Many people have prayed a lot for my mother-in-law; catholics and protestants and muslims and the odd buddhist; they prayed to different gods but for the same end.

My in-laws were so stricken that when one nurse said that her boyfriend who is into magic and supernatural can perform rituals to rid my mother-in-law of the evil spirits making her sick and to protect the house from more spirits, they agreed. The sorcerer performed the rituals, got paid good money but nothing much happened – I guess he's just a crook playing on people's grief.

So the family tried another avenue, a protestant minister who claims to able to perform another sort of ritual – I don't know the details of it, but it is said to end with the sick person either recovering or finally passing away. The pastor came and asked many questions, about the family and eventual supernatural events that occurred. But then, instead of going on with the ritual he became incensed at the fact that my relatives display many crosses and images of Jesus and Virgin Mary around the house. He found that very offensive, to the point that he refused to perform the ritual unless those sacred images were not just put away, but disposed of. The unsaid response to his request was that he can stuff it.

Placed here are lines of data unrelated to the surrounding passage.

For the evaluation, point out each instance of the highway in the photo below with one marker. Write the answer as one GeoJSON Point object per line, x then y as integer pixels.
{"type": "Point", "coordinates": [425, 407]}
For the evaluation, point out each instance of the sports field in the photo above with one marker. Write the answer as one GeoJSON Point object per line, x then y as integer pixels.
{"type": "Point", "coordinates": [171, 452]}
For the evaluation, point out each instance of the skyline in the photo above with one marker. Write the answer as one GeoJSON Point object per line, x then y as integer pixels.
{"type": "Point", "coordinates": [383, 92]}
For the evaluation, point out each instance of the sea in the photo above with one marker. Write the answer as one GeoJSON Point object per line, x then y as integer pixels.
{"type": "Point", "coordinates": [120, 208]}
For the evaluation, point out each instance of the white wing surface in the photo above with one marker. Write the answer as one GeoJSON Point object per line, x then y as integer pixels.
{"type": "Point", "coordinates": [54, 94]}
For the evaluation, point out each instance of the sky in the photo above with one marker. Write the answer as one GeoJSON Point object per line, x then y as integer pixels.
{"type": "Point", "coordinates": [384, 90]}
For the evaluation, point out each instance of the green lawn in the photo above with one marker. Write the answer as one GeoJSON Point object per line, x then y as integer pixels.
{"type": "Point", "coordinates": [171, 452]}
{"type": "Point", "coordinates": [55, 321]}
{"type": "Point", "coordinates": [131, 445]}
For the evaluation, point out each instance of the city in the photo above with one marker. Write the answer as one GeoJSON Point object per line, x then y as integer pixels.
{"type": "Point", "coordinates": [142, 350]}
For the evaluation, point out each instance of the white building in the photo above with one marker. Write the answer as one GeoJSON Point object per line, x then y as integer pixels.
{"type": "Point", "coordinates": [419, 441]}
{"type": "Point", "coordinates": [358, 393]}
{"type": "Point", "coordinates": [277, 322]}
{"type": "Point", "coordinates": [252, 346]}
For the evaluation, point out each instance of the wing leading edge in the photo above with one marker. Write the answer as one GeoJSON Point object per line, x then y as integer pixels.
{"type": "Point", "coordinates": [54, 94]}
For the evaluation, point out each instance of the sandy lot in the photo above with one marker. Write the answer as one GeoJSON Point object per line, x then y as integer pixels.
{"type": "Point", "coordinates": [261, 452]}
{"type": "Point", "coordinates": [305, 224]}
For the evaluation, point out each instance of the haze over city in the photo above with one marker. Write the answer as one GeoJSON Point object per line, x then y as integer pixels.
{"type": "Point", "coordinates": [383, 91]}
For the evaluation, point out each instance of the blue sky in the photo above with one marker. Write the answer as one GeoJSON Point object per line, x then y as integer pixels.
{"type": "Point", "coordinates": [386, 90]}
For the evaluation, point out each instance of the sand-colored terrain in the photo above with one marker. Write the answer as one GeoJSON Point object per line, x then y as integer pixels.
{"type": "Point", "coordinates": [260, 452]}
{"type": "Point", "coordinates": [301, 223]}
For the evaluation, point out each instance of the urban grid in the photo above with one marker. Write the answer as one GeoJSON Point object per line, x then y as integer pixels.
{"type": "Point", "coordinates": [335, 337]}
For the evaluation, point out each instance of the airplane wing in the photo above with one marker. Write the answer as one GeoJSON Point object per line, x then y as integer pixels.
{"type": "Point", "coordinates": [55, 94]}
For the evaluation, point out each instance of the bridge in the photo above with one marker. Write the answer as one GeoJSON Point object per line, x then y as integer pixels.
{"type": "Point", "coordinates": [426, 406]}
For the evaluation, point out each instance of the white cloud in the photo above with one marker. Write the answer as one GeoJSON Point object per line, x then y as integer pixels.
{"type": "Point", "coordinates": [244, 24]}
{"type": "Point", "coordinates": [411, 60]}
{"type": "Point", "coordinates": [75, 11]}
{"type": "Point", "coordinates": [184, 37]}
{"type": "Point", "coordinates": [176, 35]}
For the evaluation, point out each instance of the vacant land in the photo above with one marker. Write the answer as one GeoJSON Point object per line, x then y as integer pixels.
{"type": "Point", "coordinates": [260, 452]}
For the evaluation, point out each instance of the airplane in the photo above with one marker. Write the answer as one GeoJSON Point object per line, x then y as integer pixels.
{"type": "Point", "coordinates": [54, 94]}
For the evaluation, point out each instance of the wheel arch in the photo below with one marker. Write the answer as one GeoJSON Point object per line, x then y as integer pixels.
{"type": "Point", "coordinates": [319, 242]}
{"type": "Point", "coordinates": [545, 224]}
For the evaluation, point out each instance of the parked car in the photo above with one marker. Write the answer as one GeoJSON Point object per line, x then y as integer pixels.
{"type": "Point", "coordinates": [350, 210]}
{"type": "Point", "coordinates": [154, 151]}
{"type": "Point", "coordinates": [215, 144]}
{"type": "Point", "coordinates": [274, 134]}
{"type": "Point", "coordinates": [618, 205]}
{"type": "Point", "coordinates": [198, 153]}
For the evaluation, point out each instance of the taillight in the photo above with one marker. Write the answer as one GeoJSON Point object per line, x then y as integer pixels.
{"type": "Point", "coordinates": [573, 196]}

The minister's conclusion was that first my parents-in-law attracted evil upon themselves studying pranotherapy (which is a technique for healing people through natural energy) some years ago, and then the sorcerer left even more powerful evil spirits around.

Now, one of the nurses is a Muslim – devoted it seems, because she prays five times a day, but she prefers to wear shorts and t-shirt rather than the veil. Religion has never been an issue in our daily dealings – well, except when I boiled a piece of ham, and she wouldn't use that pot for her own food even after washing. The other Muslim around the house is the maid who comes in a few hours per day to cook food and do the chores; she is a friend of the family to the point she refused another job offer because she thinks that we are more in need of a hand.

Recently, the family invited another minister to come and pray; he did so but he also offered some bizarre suggestions to improve the situation. He said that we should pour lard oil all around the house to neutralize the sorcerer's spell (apparently those supernatural beings survive on a strictly halal diet). Also, he said that the sorcerer's girlfriend has evil spirits in herself, so we should secretly rub the patient with lard oil to act as a barrier and to make the nurse uncomfortable until she'd eventually leave. Moreover, he said, there should be no Muslims in the house.

Now, however you slice it, tainting a Muslim with haram products is a lowly trick and the suggestion of a muslim-free house smacks of bigotry – especially when the persons that should be excluded have in fact been loyal hard-workers.

I told my story, now you decide how to place it in your universe.